The riders are soon out on the turnpike that leads to Woodward. For a November afternoon, the weather is delightful. The prospects of a bracing canter over the mountain roads could not be brighter. The high color on the cheeks of Harvey and Ethel show that they are not strangers to outdoor exercise. Indeed they are types of perfect physical condition.
Since the day Harvey Trueman became the attorney of the Paradise Coal Company, and the protege of Gorman Purdy, the young couple have been constant companions. They have been encouraged to seek each other’s company by Mr. Purdy, who appreciated the worth of Harvey and who secretly hoped that the brilliant young lawyer would become one of his household.
“I have spoken to your father,” Harvey says, as the horses climb slowly up one of the rough hills on the pike. “He has given his consent to our engagement.”
“He’s such a dear, good fellow, I knew he would not stand in the light of making me happy!” exclaims Ethel.
“Tell me all he said?” she inquires eagerly.
“He told me that he was glad you thought enough of me to wish to have me as your partner in life; that he had never had but one fear that you might fall in love with some worthless snob, who would make you unhappy and seek only the fortune which you would bring him.

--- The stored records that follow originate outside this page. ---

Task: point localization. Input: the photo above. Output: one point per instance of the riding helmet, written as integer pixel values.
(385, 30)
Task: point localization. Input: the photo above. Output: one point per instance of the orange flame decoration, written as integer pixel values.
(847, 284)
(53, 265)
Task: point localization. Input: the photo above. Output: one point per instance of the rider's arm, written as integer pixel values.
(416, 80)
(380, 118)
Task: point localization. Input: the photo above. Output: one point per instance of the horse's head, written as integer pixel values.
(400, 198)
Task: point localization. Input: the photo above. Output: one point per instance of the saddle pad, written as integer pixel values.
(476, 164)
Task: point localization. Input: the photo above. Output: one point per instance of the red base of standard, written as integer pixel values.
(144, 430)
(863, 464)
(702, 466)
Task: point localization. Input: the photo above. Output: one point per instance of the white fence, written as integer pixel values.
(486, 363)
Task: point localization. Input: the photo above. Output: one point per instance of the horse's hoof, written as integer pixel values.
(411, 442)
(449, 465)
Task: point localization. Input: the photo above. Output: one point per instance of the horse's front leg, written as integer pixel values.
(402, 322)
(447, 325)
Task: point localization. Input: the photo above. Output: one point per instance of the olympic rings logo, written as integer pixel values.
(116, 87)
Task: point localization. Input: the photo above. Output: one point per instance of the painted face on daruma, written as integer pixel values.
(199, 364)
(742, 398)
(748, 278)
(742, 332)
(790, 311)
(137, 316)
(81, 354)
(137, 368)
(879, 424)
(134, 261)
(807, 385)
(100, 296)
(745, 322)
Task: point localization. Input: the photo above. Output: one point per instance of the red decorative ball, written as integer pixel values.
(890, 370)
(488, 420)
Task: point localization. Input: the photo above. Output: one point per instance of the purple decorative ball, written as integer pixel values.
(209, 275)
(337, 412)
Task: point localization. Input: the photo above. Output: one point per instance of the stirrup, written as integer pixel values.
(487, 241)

“Your father was kind enough to say that he believed I would continue to be attentive to my business, and to his interests. What do you think he is going to give you as a marriage dot?”
“Don’t make me guess. You know I am never able to guess a riddle.”
“He is going to present you with his new villa at Newport.”
“How could he have known that I was wishing for just that one thing? O, won’t it be jolly to go there and spend our honeymoon,” Ethel exclaims gleefully.
“We will make your father come there and spend the summer. He really must take better care of his health.”
Discussing the details of their cloudless future, the lovers enter the dingy mining town of Woodward. The weather-beaten cottages, which never have known a coat of paint, do not attract their attention. The groups of ragged children playing in the dusty road, scurry out of the path of the horses. On the hillside to the left stands the Jumbo Breaker, the largest coal crusher in the world. Its rambling walls rise to a height of several hundred feet up a steep incline. The noise of the machinery within can be heard distinctly from the roadway. The grind, grind, grind of the mammoth crushers, which sound as a perpetual monotone to the townspeople, is lost on the ears of Ethel and Harvey.